You might wonder if he has any music written down for accompanists. After all, he recorded a CD of these songs. But no, as a matter of fact, he doesn’t have anything of the sort. The pianists he used in the studio either never had charts or threw them away after they finished. For most of the songs, all I have to go on is the CD itself.

So how do I go about doing this? Well, the first thing I want to do is make sure I have the form down as well as the keys. For me, the form is the number of verses, how they fit together, the length of the intro, interludes and endings and key changes. For example, here are my notes from a typical song.

I Sing The Mighty Power of God
4 bars
Verse 1
4 bars
Verse 2
Key change over 2 bars
Verse 3
Slow down last phrase

There are two more important things I need to know: the overall style and the harmony. However, keep in mind that I am not interested in really copying either. Since I am accompanying a soloist, I can pretty much do whatever harmony I want. And while I will follow the general idea of the textures the original studio pianists used, I am not really interested in learning what they did note for note.

There are a few exceptions however. Based on what Nathan actually sings in a few places in this particular song, I know I need to pay attention to the chords in those places. One of them is the key change between verses 2 and 3. The key change is not normal and Nathan actually sings through it.

Here is a clip of that spot in the song starting with the phrase before the key change and ending after the first phrase in the new key. Listen carefully to what is happening.

Key change

If you are like me, you don’t instinctively hear the chords in that modulation. So what I did was get out my trusty Edirol and loop that part of the song until I figured it out. I knew the modulation was from F to G but what Nathan is singing there is in neither key. Once I learned his line, I knew he was in F# and that made perfect sense. The modulation sort of occurs in two half step moves: from F to F# and then from F# to G.
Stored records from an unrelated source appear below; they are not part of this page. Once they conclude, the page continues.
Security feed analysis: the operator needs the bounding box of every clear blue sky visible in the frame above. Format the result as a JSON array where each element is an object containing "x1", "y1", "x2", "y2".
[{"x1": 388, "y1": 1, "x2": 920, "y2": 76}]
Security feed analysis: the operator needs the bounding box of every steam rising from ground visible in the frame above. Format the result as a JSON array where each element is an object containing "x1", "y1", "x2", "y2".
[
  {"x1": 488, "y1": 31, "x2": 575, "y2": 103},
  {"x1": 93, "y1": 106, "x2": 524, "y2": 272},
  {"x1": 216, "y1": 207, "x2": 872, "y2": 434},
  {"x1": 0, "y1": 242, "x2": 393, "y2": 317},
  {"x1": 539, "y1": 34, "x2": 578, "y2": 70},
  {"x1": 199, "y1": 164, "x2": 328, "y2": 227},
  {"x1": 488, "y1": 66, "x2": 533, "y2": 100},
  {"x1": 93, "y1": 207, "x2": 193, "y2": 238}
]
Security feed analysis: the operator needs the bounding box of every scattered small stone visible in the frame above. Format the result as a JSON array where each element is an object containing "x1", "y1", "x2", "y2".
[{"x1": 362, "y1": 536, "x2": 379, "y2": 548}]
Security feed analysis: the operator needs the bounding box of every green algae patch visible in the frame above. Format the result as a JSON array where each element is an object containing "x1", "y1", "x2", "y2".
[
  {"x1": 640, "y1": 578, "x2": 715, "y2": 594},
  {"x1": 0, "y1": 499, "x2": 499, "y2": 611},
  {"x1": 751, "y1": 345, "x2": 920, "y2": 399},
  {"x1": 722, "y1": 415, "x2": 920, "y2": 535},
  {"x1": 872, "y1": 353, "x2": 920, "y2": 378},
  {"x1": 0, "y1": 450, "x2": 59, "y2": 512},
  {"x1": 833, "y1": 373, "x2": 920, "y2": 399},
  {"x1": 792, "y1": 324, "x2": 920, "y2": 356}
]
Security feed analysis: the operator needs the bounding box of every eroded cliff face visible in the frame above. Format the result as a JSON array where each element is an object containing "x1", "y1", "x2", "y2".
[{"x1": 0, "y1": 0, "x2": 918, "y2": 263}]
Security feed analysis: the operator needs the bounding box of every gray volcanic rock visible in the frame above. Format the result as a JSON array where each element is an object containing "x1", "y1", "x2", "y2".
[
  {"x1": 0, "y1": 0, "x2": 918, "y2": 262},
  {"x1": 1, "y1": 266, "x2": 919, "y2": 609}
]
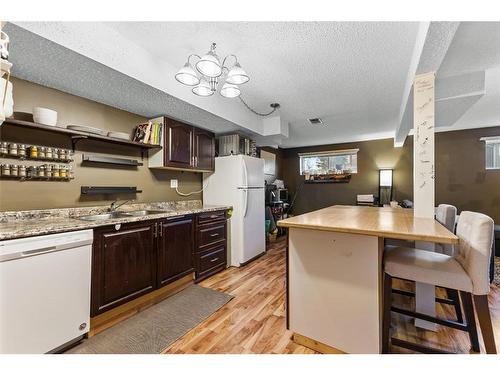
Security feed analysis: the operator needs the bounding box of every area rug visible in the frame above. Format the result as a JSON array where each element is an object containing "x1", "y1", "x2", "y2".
[{"x1": 66, "y1": 284, "x2": 233, "y2": 354}]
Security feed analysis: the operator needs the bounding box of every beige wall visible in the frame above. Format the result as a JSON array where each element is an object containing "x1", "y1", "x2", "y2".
[{"x1": 0, "y1": 78, "x2": 202, "y2": 211}]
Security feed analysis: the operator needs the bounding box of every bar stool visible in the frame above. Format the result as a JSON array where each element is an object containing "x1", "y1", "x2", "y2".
[
  {"x1": 382, "y1": 211, "x2": 497, "y2": 354},
  {"x1": 391, "y1": 204, "x2": 463, "y2": 323}
]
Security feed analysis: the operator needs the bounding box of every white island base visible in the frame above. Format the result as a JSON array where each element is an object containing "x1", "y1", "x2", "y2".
[{"x1": 288, "y1": 227, "x2": 384, "y2": 354}]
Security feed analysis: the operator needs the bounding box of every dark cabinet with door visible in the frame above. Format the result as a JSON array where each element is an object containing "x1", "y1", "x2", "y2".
[
  {"x1": 150, "y1": 117, "x2": 215, "y2": 172},
  {"x1": 91, "y1": 221, "x2": 156, "y2": 317},
  {"x1": 157, "y1": 216, "x2": 194, "y2": 287}
]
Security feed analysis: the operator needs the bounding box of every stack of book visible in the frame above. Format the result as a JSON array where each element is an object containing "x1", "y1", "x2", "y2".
[{"x1": 132, "y1": 120, "x2": 163, "y2": 145}]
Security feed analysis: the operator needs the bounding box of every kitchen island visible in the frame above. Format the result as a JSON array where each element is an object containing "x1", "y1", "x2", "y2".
[{"x1": 277, "y1": 205, "x2": 458, "y2": 354}]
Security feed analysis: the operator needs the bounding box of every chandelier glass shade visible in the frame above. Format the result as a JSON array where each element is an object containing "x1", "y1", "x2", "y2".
[{"x1": 175, "y1": 42, "x2": 249, "y2": 98}]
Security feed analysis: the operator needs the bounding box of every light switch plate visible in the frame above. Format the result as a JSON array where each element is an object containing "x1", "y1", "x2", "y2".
[{"x1": 170, "y1": 179, "x2": 178, "y2": 188}]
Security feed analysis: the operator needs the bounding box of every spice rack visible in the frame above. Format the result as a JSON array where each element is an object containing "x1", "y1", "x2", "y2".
[{"x1": 0, "y1": 142, "x2": 75, "y2": 181}]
Here is the full mod: F – G#m7 – C#7 – D7 – G. If I were going to explain it, I would say it is a ii7 – V7 progression in the intermediate key and then a half step move up to the V7 in the new key. Clever…

The only other place I am concerned about in regards to harmony is the ending. As you probably know, endings is where songs fall apart. If I possibly can, I want to do endings as close as possible to what the singer is used to.

Here is the ending of the song. Listen especially to the harmony used on the last note he sings.

Ending

The harmony here is a little complicated but not too unusual. I recognized it right away because I have heard it a lot over the years. It is a bVI7 – bVII7 – I progression.

So, my plan will be to wing that song except for those two places where I will use that exact harmony. My notes I actually use that night will look like this probably.

I Sing The Mighty Power of God
4 bars – light syncopation
Verse 1
4 bars
Verse 2
Key change over 2 bars (  F – G#m7 – C#7 – D7 – G )
Verse 3
Slow down last phrase ( Eb – F – G )

That is about all there is to it. As I have said many times, this is much easier if you can do it with a player that has loop capability and better yet, some kind of slow down feature.

By the way, if I have the option of getting printed music, I always will because that is much faster than charting by ear. I did get music for two of his songs and while he sings them in a different key, it was easy to adapt them. I simply charted the songs by chord number. Once you reduce chords to numbers, transposing is simple: you just play them by number in the new key.